Higher staffing levels linked to reduced risk of inpatient death
A study led by King’s College London and the University of Southampton has shown that a higher registered nurse to patient ratio is linked to a reduced risk of inpatient death.
The study of staffing levels in NHS hospitals found that in trusts where registered nurses had six or fewer patients to care for, the death rate for patients with medical conditions was 20 per cent lower than in those where they had more than 10. Hospitals with more doctors per bed also had lower death rates but hospitals with more unregistered nursing support workers may have had higher death rates.
The study, by researchers from King’s College London, the University of Southampton, Karolinska Institutet, Stockholm and the New York School of Medicine, analysed two measures over two years (2009-11): the number of beds per registered nurse, doctor, and healthcare support worker in 137 acute care trusts; and the number of patients per ward nurse, drawn from a survey of just under 3000 registered nurses in a nationally representative sample of 31 of these trusts (46 hospitals and 401 wards).
They also calculated the predicted number of deaths for medical and surgical inpatients, taking account of influential factors, such as age, other underlying conditions, and number of emergency admissions during the previous 12 months.

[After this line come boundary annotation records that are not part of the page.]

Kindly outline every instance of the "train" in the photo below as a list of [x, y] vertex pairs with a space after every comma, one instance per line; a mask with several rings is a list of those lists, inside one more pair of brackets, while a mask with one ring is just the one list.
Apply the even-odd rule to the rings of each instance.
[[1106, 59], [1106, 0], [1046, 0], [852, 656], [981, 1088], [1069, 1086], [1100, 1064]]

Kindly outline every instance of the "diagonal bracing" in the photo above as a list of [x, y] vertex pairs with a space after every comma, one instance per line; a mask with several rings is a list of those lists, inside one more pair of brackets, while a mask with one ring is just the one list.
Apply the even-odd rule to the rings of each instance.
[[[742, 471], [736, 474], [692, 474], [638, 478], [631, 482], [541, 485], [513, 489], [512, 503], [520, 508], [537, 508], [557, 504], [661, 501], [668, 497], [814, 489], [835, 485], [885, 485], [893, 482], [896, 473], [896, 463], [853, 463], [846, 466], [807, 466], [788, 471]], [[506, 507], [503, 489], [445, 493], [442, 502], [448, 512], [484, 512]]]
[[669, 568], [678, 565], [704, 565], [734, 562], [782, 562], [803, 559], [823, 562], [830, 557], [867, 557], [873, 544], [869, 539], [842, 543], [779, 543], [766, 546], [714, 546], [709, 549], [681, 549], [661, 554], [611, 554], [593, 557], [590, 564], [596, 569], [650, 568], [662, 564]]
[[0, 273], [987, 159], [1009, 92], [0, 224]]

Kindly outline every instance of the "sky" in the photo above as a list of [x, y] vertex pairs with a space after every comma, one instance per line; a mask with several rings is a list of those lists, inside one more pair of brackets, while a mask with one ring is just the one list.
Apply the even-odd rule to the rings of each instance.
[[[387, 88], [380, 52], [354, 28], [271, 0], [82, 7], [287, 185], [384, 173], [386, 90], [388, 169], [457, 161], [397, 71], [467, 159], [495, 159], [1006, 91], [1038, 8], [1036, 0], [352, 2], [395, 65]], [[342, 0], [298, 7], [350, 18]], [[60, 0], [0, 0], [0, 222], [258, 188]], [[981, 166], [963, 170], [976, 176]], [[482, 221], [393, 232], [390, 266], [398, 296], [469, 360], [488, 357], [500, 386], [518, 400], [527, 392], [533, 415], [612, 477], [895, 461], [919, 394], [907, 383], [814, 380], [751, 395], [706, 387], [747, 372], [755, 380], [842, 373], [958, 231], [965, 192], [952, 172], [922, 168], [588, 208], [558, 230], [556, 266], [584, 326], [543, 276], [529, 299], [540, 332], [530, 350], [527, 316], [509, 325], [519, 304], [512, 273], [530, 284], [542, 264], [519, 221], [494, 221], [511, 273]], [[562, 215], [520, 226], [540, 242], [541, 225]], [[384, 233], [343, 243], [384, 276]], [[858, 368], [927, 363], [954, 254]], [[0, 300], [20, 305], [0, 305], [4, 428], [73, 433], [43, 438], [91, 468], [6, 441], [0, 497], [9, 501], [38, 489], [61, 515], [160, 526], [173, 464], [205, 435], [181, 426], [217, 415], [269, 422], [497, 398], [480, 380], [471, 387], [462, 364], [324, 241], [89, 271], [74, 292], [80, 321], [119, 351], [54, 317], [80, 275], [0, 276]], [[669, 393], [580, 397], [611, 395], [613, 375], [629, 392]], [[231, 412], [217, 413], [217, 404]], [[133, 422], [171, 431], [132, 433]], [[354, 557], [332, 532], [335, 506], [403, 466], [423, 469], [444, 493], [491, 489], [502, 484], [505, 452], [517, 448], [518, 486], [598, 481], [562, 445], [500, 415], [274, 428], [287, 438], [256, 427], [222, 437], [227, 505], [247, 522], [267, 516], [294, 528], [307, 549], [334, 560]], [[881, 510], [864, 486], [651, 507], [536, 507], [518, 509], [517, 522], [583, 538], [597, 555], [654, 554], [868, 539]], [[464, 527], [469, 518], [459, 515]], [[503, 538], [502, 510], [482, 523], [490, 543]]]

Among patients admitted to medical, wards, higher death rates were associated with higher numbers of occupied beds for each registered nurse and for each doctor employed by the trust. By contrast, higher numbers of healthcare support workers were associated with higher rates of inpatient death.
When all staff groups were included in the statistical analysis of all 137 trusts, the associations remained significant only for doctors and healthcare support workers.
But analysis focussing on nurses actually working on wards of the subsidiary group of 31 trusts showed that the death rate was 20 per cent lower in those where each registered nurse cared for an average of six or fewer medical inpatients than in trusts were each registered nurse cared for 10 or more. These associations remained significant after further statistical analysis.
The results on surgical wards were similar, with higher registered nurse to patient ratios associated with a 17 per cent lower inpatient death rate.
The registered nurse headcount varied by as much as a factor of four between those at the top and bottom of the staffing scale. Even after taking account of all nursing staff, this variation only dropped to a threefold difference between those with the highest and lowest nurse headcounts.